L’existence d’une exception précisément délimitée interdit au juge d’en étendre le champ d’application ou d’en créer une nouvelle par analogie pour des entreprises qui, sans être nouvelles au sens strict, connaissent leur première année pleine d’exploitation. La décision commentée souligne ainsi la différence de traitement entre une entreprise de moins d’un an, totalement exonérée de cette part de la contribution, et une entreprise d’un peu plus d’un an, qui y est soumise sur la base d’une croissance artificiellement gonflée. Cette rigueur interprétative, si elle assure la prévisibilité de la norme, n’est pas sans conséquence sur la situation des entreprises entrant sur le marché.
II. La portée d’une solution rigoureuse pour les nouvelles entreprises
La décision du Conseil d’État, en validant un mode de calcul défavorable, consacre une forme de risque financier pour les lancements de produits en cours d’année (A) et pourrait inciter à une clarification de la part du législateur (B).

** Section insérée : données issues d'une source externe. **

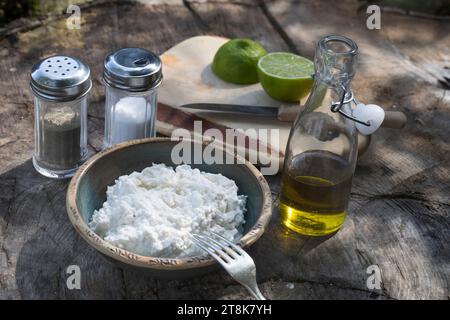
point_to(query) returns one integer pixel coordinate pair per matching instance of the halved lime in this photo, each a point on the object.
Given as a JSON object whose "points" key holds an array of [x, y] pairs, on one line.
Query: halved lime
{"points": [[236, 60], [285, 76]]}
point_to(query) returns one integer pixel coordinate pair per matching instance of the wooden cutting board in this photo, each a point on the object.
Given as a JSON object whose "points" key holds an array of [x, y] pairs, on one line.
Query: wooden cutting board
{"points": [[188, 78]]}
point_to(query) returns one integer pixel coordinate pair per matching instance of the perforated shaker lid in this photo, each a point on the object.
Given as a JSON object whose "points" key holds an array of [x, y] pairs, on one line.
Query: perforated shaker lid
{"points": [[133, 69], [60, 78]]}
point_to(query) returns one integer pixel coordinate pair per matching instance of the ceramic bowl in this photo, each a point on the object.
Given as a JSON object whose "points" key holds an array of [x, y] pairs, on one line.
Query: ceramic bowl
{"points": [[87, 192]]}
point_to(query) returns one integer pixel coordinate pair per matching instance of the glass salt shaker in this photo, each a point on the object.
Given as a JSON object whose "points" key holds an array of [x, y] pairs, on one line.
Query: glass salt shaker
{"points": [[60, 85], [131, 77]]}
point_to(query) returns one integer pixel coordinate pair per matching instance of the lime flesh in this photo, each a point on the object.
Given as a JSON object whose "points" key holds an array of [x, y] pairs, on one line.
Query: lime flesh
{"points": [[285, 76]]}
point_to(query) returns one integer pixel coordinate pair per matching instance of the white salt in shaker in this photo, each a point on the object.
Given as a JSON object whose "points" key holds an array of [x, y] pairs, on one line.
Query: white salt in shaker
{"points": [[131, 76]]}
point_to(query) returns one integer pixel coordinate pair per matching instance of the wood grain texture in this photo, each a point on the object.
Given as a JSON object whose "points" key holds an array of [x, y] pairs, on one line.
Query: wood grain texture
{"points": [[400, 207]]}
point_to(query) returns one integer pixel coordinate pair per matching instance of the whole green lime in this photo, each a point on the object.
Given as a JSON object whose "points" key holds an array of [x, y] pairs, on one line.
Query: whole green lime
{"points": [[236, 61], [285, 76]]}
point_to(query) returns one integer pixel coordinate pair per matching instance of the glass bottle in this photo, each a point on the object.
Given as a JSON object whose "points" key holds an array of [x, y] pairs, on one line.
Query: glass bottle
{"points": [[60, 85], [131, 77], [322, 148]]}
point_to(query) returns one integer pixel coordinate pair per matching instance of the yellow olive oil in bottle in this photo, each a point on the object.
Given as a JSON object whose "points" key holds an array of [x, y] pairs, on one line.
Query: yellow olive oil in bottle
{"points": [[313, 199], [322, 148]]}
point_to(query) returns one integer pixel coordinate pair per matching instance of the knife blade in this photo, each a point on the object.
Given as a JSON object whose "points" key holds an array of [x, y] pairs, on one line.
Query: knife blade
{"points": [[232, 108], [392, 119]]}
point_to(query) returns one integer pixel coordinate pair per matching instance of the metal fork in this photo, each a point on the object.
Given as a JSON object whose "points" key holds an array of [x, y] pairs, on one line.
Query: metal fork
{"points": [[235, 261]]}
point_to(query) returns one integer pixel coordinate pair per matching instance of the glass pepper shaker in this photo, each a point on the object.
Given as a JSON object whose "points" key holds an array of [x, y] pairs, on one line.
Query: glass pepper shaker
{"points": [[60, 85], [322, 148], [131, 77]]}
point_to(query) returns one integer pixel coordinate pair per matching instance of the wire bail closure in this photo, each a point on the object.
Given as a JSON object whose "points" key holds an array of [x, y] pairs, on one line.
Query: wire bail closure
{"points": [[336, 106]]}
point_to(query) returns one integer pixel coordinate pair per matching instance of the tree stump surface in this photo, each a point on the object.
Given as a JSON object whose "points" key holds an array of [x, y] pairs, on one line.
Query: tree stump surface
{"points": [[400, 205]]}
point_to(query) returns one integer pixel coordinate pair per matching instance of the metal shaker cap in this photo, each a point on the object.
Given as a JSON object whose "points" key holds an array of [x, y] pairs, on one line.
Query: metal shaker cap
{"points": [[133, 69], [60, 78]]}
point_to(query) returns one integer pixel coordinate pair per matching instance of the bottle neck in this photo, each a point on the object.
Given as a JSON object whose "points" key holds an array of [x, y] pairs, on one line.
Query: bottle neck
{"points": [[335, 62]]}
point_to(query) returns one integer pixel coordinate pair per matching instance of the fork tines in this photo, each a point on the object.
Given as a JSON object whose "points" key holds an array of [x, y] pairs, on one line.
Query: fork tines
{"points": [[220, 248]]}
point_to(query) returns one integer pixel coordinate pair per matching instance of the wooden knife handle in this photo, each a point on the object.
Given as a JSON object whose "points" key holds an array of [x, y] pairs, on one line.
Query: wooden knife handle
{"points": [[392, 119]]}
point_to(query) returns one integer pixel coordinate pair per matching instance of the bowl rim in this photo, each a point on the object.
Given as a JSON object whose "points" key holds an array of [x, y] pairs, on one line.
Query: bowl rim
{"points": [[134, 259]]}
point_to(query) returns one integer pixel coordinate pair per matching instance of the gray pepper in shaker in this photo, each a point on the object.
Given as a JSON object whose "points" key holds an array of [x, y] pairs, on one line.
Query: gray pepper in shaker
{"points": [[131, 77], [60, 85]]}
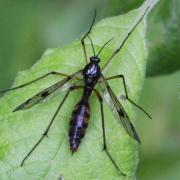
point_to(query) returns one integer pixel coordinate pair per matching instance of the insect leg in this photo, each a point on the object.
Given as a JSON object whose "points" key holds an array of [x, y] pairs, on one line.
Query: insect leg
{"points": [[83, 38], [127, 97], [126, 38], [41, 77], [104, 132], [45, 134]]}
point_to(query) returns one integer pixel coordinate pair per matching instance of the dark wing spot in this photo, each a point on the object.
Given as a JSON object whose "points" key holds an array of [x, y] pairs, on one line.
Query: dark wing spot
{"points": [[45, 94], [121, 113]]}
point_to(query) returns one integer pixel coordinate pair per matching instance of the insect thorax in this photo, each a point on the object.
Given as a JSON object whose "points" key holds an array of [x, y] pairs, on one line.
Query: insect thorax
{"points": [[91, 73]]}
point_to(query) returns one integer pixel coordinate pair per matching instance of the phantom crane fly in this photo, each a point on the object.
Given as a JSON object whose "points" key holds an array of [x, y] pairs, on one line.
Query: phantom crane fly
{"points": [[92, 75]]}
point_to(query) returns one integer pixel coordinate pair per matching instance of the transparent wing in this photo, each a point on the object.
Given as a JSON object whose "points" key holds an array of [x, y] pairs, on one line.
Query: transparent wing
{"points": [[44, 94], [120, 113]]}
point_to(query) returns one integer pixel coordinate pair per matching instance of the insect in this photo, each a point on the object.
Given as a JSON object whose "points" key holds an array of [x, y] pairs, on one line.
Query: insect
{"points": [[92, 75]]}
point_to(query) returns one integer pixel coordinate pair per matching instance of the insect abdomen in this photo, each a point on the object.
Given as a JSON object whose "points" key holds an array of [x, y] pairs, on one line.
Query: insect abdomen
{"points": [[78, 124]]}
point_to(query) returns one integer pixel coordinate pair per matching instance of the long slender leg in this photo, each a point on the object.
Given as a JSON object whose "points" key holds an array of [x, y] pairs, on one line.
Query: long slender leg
{"points": [[104, 132], [125, 39], [83, 38], [125, 88], [41, 77], [45, 134]]}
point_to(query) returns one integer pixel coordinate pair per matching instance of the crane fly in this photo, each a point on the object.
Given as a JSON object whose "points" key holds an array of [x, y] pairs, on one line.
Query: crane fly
{"points": [[92, 75]]}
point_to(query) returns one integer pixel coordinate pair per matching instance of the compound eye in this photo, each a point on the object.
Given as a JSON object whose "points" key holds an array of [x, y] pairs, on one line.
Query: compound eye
{"points": [[94, 59]]}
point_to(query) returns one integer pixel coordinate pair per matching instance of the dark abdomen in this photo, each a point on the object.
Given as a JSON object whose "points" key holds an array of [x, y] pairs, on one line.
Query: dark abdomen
{"points": [[78, 124]]}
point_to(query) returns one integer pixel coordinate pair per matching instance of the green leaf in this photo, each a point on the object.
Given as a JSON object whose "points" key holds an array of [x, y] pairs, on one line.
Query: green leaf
{"points": [[164, 38], [20, 130]]}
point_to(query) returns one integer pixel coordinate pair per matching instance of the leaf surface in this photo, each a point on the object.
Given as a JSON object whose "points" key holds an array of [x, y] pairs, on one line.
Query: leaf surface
{"points": [[20, 130]]}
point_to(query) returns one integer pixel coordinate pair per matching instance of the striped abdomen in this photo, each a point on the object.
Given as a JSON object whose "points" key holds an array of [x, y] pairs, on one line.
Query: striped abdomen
{"points": [[78, 124]]}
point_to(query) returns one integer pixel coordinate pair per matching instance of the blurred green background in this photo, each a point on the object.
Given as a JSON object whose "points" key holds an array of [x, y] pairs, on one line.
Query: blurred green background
{"points": [[28, 28]]}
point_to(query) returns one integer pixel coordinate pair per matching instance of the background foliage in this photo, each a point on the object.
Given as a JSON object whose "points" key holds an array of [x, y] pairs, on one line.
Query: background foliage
{"points": [[27, 28]]}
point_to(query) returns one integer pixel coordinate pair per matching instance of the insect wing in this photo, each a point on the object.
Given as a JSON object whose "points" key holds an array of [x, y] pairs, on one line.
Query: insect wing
{"points": [[45, 93], [40, 96], [120, 113]]}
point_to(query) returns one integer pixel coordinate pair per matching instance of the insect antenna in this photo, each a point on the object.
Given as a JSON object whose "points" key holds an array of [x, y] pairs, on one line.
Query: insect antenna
{"points": [[92, 46], [103, 47]]}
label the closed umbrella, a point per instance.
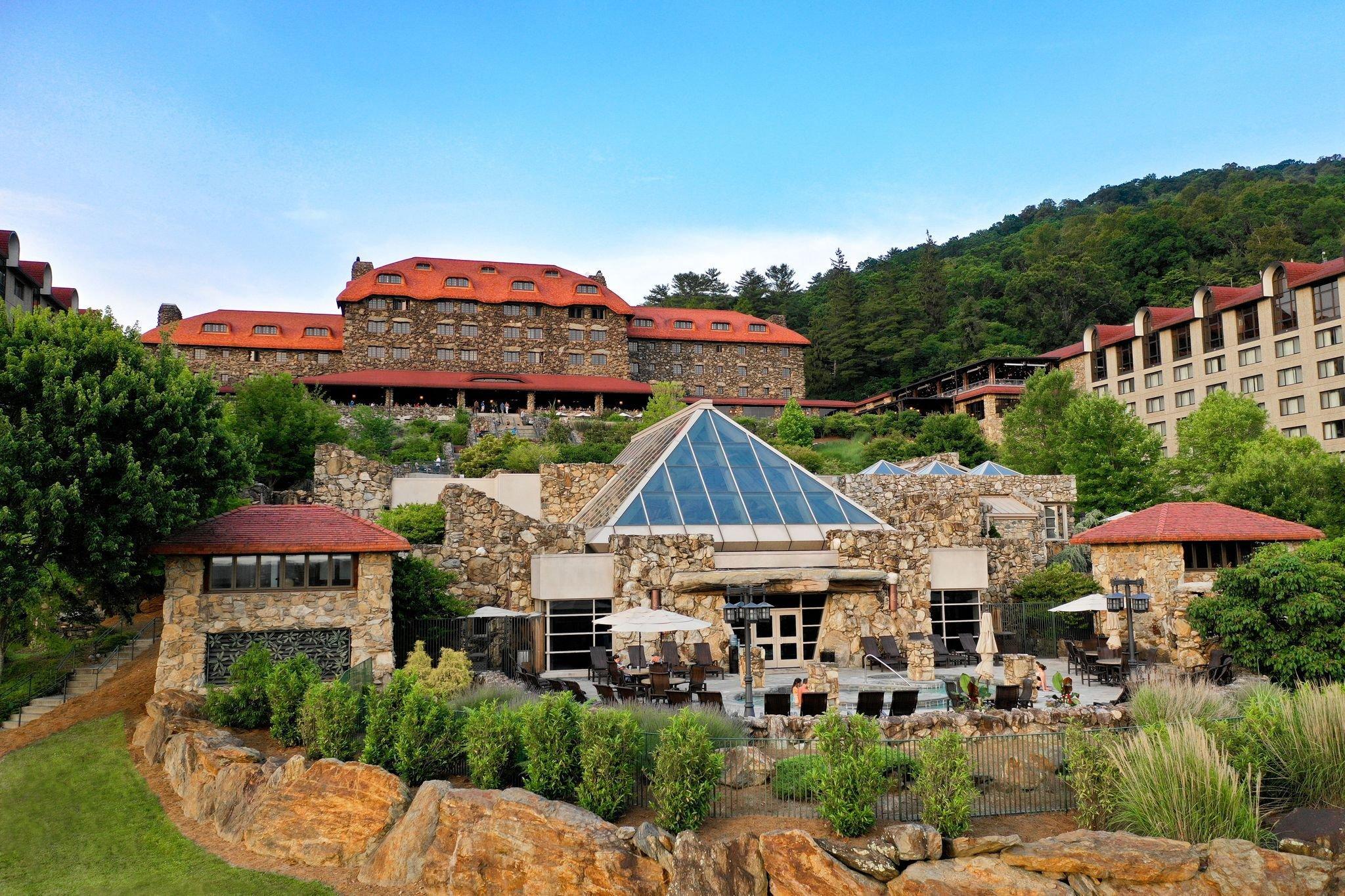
(988, 648)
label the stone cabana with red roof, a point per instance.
(298, 580)
(1179, 548)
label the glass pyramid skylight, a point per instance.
(717, 479)
(885, 468)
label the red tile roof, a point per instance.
(269, 528)
(701, 328)
(496, 289)
(481, 381)
(290, 336)
(1196, 522)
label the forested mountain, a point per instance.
(1034, 280)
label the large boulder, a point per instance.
(717, 867)
(514, 842)
(335, 813)
(975, 876)
(192, 761)
(798, 867)
(747, 767)
(1109, 855)
(1239, 867)
(400, 859)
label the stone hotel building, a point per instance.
(436, 331)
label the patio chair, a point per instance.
(904, 702)
(892, 651)
(598, 662)
(674, 658)
(813, 704)
(1006, 696)
(870, 703)
(707, 661)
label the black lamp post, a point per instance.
(1122, 599)
(747, 613)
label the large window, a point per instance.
(1216, 555)
(954, 613)
(271, 571)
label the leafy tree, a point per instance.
(1033, 437)
(105, 449)
(1293, 479)
(794, 426)
(1210, 441)
(420, 591)
(282, 422)
(665, 402)
(954, 433)
(1113, 456)
(1282, 612)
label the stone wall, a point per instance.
(190, 614)
(494, 544)
(721, 370)
(351, 481)
(568, 486)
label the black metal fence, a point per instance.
(499, 644)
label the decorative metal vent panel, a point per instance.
(328, 648)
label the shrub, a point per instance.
(611, 744)
(490, 735)
(428, 736)
(331, 721)
(1306, 744)
(794, 777)
(1091, 773)
(417, 523)
(454, 673)
(550, 735)
(944, 785)
(245, 704)
(1176, 784)
(686, 773)
(852, 774)
(1165, 702)
(385, 712)
(286, 688)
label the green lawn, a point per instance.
(76, 817)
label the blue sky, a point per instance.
(241, 155)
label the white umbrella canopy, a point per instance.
(988, 648)
(1087, 603)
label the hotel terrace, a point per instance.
(436, 331)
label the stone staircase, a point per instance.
(84, 680)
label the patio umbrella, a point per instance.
(988, 648)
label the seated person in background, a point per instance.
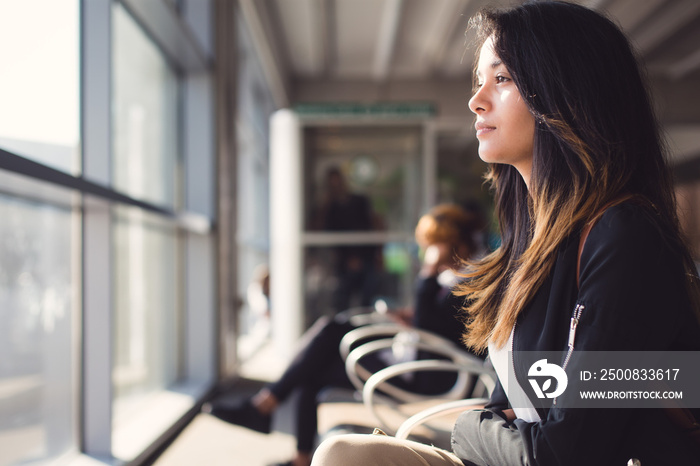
(446, 236)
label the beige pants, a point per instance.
(380, 450)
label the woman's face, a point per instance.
(505, 127)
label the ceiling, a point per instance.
(316, 50)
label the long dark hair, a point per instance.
(596, 142)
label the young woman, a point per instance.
(446, 235)
(588, 223)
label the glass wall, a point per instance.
(107, 282)
(147, 320)
(362, 201)
(255, 106)
(39, 120)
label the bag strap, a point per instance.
(582, 242)
(681, 417)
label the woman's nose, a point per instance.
(477, 103)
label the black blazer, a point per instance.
(632, 286)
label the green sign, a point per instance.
(384, 110)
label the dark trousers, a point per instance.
(317, 365)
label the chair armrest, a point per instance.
(464, 368)
(436, 411)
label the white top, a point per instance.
(502, 360)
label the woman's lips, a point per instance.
(482, 129)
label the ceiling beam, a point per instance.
(669, 20)
(324, 20)
(632, 13)
(270, 57)
(439, 38)
(388, 32)
(684, 66)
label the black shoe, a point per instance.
(244, 415)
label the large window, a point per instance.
(39, 120)
(37, 358)
(145, 115)
(39, 82)
(107, 259)
(148, 342)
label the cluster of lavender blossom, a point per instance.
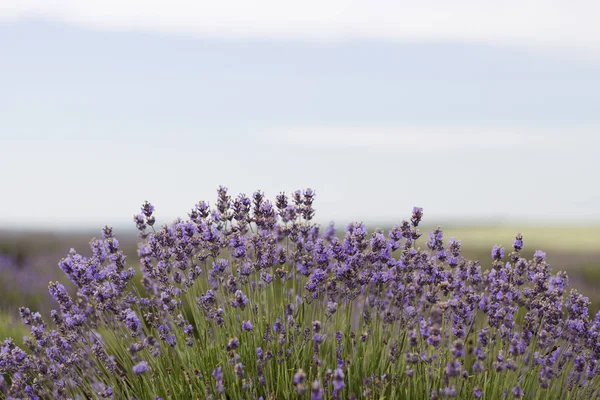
(251, 299)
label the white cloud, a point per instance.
(571, 24)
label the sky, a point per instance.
(479, 111)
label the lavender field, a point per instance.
(246, 297)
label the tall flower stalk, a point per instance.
(250, 299)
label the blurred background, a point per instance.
(486, 114)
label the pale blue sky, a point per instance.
(96, 118)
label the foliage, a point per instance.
(250, 299)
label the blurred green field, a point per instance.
(34, 257)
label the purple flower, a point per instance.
(141, 368)
(497, 253)
(316, 392)
(247, 326)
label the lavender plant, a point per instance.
(249, 299)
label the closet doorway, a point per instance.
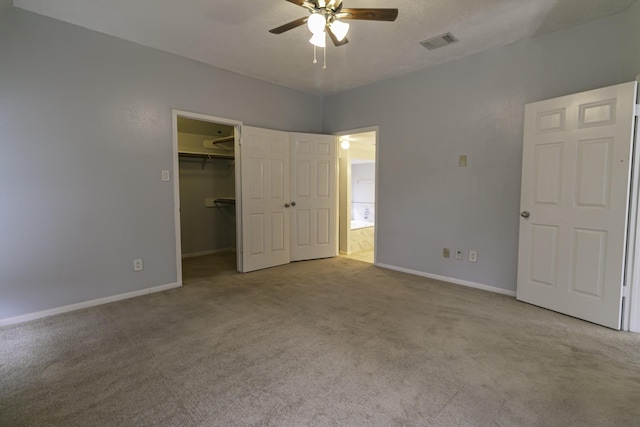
(358, 195)
(205, 170)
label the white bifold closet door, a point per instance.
(576, 176)
(289, 197)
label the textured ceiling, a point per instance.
(233, 34)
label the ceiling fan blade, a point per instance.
(335, 40)
(310, 5)
(289, 26)
(368, 14)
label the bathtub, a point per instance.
(357, 224)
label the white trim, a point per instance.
(450, 280)
(176, 174)
(211, 252)
(92, 303)
(631, 317)
(375, 129)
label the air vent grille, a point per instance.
(439, 41)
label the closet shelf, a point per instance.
(205, 156)
(225, 200)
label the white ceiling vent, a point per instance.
(440, 41)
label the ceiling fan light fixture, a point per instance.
(319, 39)
(340, 29)
(316, 23)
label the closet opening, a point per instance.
(205, 171)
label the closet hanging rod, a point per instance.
(205, 155)
(230, 138)
(225, 200)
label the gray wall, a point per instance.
(85, 128)
(631, 42)
(472, 106)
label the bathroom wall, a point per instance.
(363, 194)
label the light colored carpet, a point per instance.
(318, 343)
(366, 256)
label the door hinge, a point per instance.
(626, 291)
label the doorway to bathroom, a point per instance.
(358, 179)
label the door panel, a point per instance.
(314, 192)
(575, 185)
(265, 192)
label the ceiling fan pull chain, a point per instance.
(324, 67)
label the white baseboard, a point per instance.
(450, 280)
(215, 251)
(86, 304)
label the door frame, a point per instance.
(176, 180)
(631, 290)
(375, 129)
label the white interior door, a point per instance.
(575, 194)
(314, 195)
(264, 158)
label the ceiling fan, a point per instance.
(326, 16)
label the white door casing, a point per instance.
(265, 192)
(575, 187)
(313, 196)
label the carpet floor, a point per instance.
(334, 342)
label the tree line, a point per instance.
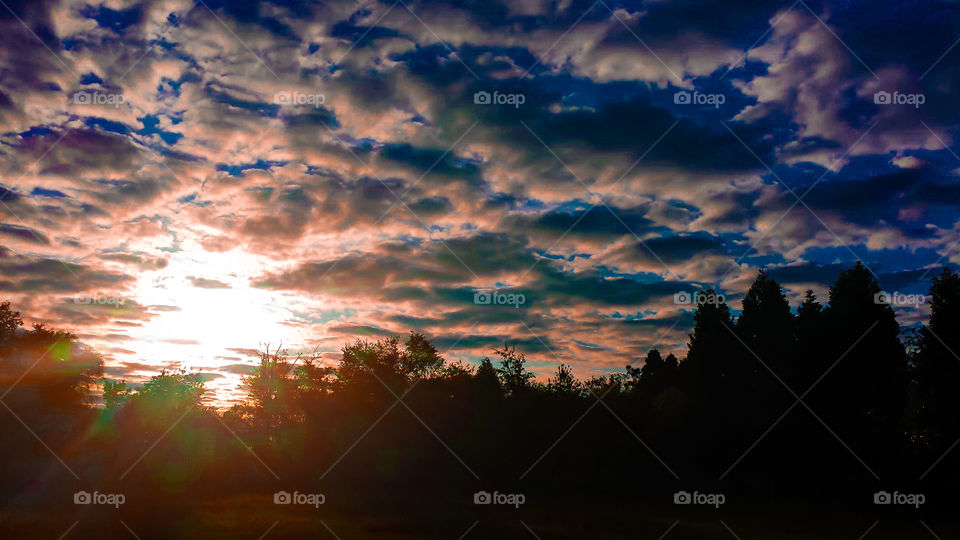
(775, 398)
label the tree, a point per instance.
(272, 389)
(421, 358)
(9, 321)
(766, 325)
(564, 383)
(809, 363)
(711, 361)
(486, 376)
(512, 372)
(936, 405)
(866, 390)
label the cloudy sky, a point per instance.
(182, 182)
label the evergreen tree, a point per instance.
(809, 362)
(866, 391)
(936, 405)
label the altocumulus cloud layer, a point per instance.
(367, 167)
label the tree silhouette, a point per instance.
(936, 406)
(9, 322)
(512, 372)
(864, 394)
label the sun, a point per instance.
(206, 316)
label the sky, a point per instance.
(182, 183)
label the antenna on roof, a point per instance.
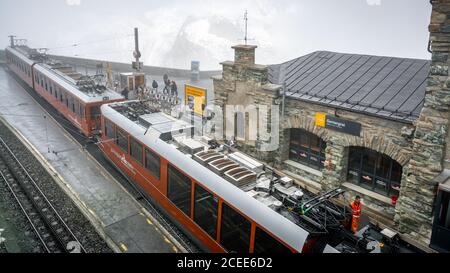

A. La consécration d’un risque financier pour les lancements en cours d’année
La solution retenue a pour effet direct de pénaliser les entreprises qui choisissent, ou sont contraintes, de lancer une nouvelle spécialité pharmaceutique en cours d’exercice fiscal. En effet, lors de leur première année civile complète de commercialisation, elles feront face à une contribution calculée sur une base de croissance qui ne correspond pas à une performance économique réelle, mais à un simple effet mécanique de calendrier. Cette situation peut représenter un frein économique non négligeable et constituer une barrière à l’entrée pour de nouveaux acteurs sur le marché pharmaceutique.
Cette décision place les entreprises devant un choix stratégique complexe. Elles pourraient être incitées à retarder le lancement de leurs produits au début d’une année civile pour éviter cet écueil fiscal, ce qui peut aller à l’encontre de leurs impératifs commerciaux ou des besoins de santé publique. La rigueur de la solution, bien que juridiquement fondée sur une interprétation stricte de la loi, soulève ainsi des questions sur sa pertinence économique et son adéquation avec les objectifs de dynamisme du marché. Elle crée une forme d’iniquité entre les entreprises déjà installées, dont la croissance est mesurée sur des bases stables, et les nouveaux entrants.
B. Une incitation implicite à une clarification législative
En mettant en lumière les effets potentiellement disproportionnés d’une application littérale de la loi, la décision du Conseil d’État agit comme un révélateur des lacunes ou des impensés du dispositif légal. Le juge administratif, en refusant de combler ce qu’il perçoit comme un silence du législateur, renvoie implicitement la balle dans le camp de ce dernier. Il appartient en effet au Parlement, et non au juge, de corriger les effets de bord d’une loi s’il les estime contraires à l’objectif poursuivi ou à l’équité.
Cette affaire pourrait donc encourager les pouvoirs publics à réexaminer les modalités de calcul de cette contribution. Une modification de l’article L. 138-12 du code de la sécurité sociale pourrait être envisagée, afin d’introduire un mécanisme d’ajustement prorata temporis ou une autre méthode de neutralisation pour les entreprises se trouvant dans cette situation. Une telle réforme permettrait de concilier l’objectif de maîtrise des dépenses de santé, qui sous-tend cette contribution, avec la nécessité de ne pas pénaliser indûment les nouvelles initiatives économiques dans un secteur stratégique. La décision du Conseil d’État, par sa rigueur même, pourrait ainsi devenir le point de départ d’une évolution future du droit positif.